In the novel the Scarlet Plague emptied the planet in a matter of days in 2013.  Jack London was just a little off.  It’s hard to predict things 100 years into the future.  However, the Ebola virus did start in West Africa in 2013.  Ebola breaks down blood vessel walls and mucous membranes, and colors victims scarlet by causing them to bleed out externally and internally.  The virus is lethal, but so far isn’t as lethal as to reduce the world’s population to a million as the Scarlet Plague did.  So far the Center for Disease Control (CDC) numbers indicate Ebola has approximately 55% mortality rate.  It is highly contagious, but isn’t airborne, and appears to require transmission by contact of host’s body fluids with the membrane tissue of the recipient: mouth, nose, eyes, open wounds, sexual organs, etc.

Ebola Cases and Deaths to date

I am not a virologist or a medical professional.  The medical and disease control professional who have been interviewed seem certain that the outbreak will be controlled.  Yet some publically available data and some statements made by experts are worrying:

U.N. officials say their goal is to stop Ebola in 6 to 9 months.  It isn’t known if that means that the weekly infection rates will begin to go down or that the outbreak will be eradicated.  It appears that the outbreaks of epidemic follow roughly a bell curve with a standard deviation of multiples of maximum incubation period  If that’s the case than the outbreak epidemic curve may look something like this:

Ebola Cases and Deaths projections

Predicting the future outside one’s own area of expertise usually means the projections lack any credibility.  For whatever it is worth, if the disease does progress along as indicated by these curves, it would mean that is the outbreak begins to decline immediately there may be approximately 6500 cases and approximately 3200 deaths.  If it takes 3 months to begin reducing weekly infection rates and subsequently deaths, there may be as many as 70 thousand cases and 35 thousand deaths.  If it takes 6 months for the infection rates to spread, there may be as many as 300 thousand cases and 150 thousand deaths.  Given today’s interconnected world, these deaths are likely not to be contained to West Africa.
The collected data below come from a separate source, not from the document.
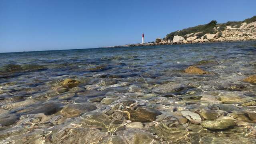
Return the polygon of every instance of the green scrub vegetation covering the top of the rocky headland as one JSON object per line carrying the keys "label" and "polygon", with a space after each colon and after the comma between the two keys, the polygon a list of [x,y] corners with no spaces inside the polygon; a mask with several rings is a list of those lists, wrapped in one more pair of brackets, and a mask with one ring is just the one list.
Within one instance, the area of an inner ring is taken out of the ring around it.
{"label": "green scrub vegetation covering the top of the rocky headland", "polygon": [[216,34],[217,32],[221,34],[220,32],[225,30],[227,26],[231,26],[232,28],[240,28],[243,22],[246,22],[247,24],[249,24],[255,21],[256,21],[256,16],[253,16],[252,18],[248,18],[244,21],[232,21],[232,22],[230,21],[222,24],[217,24],[216,20],[212,20],[208,24],[198,25],[190,28],[185,28],[183,30],[171,32],[170,34],[166,35],[166,40],[168,39],[173,40],[173,37],[176,35],[186,37],[186,34],[191,34],[191,33],[196,33],[196,36],[198,37],[204,36],[204,34]]}

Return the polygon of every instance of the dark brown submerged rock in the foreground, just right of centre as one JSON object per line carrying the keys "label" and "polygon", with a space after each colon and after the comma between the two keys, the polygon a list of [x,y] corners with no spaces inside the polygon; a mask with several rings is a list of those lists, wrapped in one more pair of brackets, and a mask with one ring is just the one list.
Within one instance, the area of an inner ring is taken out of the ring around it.
{"label": "dark brown submerged rock in the foreground, just right of centre", "polygon": [[156,116],[161,114],[161,112],[152,108],[138,108],[136,110],[128,110],[128,112],[132,122],[152,122],[156,120]]}

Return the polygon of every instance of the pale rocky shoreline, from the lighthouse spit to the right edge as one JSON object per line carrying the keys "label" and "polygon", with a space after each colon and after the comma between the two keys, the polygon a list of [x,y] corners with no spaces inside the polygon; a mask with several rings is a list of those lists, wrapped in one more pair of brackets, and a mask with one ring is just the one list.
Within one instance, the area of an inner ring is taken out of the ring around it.
{"label": "pale rocky shoreline, from the lighthouse spit to the right edge", "polygon": [[155,45],[172,45],[172,44],[196,44],[206,42],[237,42],[256,40],[256,22],[247,24],[242,23],[240,27],[226,26],[225,29],[219,30],[220,26],[216,27],[216,34],[204,34],[198,37],[200,32],[186,34],[185,36],[175,35],[172,40],[165,38],[156,38],[155,42],[144,44],[126,44],[121,46],[113,46],[112,48],[119,47],[133,47],[133,46],[155,46]]}

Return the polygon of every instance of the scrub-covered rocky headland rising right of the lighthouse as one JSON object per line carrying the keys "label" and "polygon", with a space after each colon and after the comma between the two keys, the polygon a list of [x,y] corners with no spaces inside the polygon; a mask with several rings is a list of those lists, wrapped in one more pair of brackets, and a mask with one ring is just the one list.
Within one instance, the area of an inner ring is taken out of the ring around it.
{"label": "scrub-covered rocky headland rising right of the lighthouse", "polygon": [[256,39],[256,16],[243,21],[218,24],[212,20],[208,24],[198,25],[157,38],[157,44],[182,44],[209,41],[240,41]]}

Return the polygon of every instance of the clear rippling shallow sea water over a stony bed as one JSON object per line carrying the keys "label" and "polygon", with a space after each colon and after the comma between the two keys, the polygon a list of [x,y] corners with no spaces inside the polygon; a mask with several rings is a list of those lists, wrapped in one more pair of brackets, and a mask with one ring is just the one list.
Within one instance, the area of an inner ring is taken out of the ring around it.
{"label": "clear rippling shallow sea water over a stony bed", "polygon": [[256,143],[252,74],[255,41],[0,54],[0,143]]}

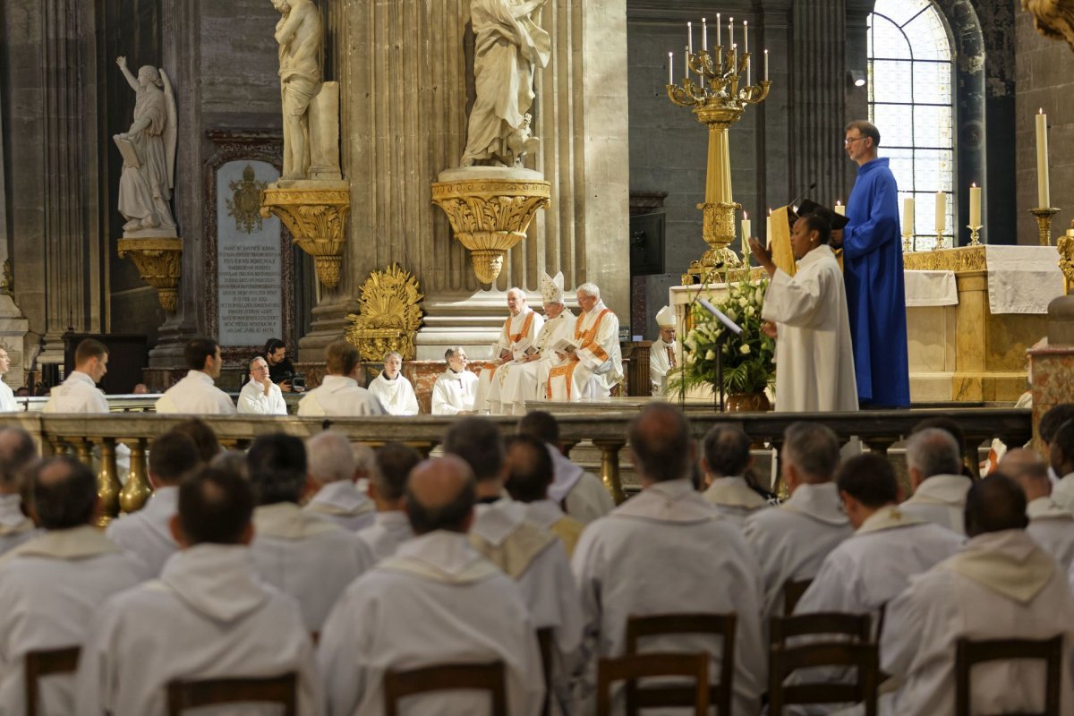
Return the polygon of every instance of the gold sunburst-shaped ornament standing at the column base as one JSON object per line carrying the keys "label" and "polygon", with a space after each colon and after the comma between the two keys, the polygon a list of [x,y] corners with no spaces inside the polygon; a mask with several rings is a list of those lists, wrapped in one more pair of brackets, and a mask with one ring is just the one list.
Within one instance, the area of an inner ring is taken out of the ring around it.
{"label": "gold sunburst-shaped ornament standing at the column base", "polygon": [[363,361],[382,361],[391,351],[413,360],[413,334],[421,325],[418,302],[423,297],[418,279],[398,264],[373,272],[362,284],[361,313],[347,316],[347,340]]}

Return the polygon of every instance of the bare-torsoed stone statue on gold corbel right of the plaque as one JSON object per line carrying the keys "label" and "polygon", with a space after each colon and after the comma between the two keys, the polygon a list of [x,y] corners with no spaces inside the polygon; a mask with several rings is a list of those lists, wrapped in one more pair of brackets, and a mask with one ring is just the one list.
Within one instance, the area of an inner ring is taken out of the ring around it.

When natural disasters strike Malaysia or Haiti, the global community donates tens and hundreds of millions to the efforts.  This Ebola outbreak has the potential, even if it’s a relatively small potential to become a global crisis.  Those of us who can should donate to Doctors without Borders/Medicins sans Frontiers and other reputable medical charities to allow them to pay bonuses to the local healthcare workers and to buy protective equipment and disinfecting chemicals.

As an aside, Jack London didn’t miss too far on his other projections: we don’t have Morgan the Fifth, but we are talking about Bush the Third and Clinton the Second.  There’s no Board of Magnates per se, but the 0.1% of our society has become so rich as to attempt to buy elections and to pick candidates by controlling the flow of donations.  Jack London, living during the previous most unequal period in the U.S. history, simply drew a straight line to the beginning of the 21st century.  Writing in 1912, how was he to know that WW1, the Great Depression and WW2 will decimate the ranks of the super-rich in absolute and relative terms.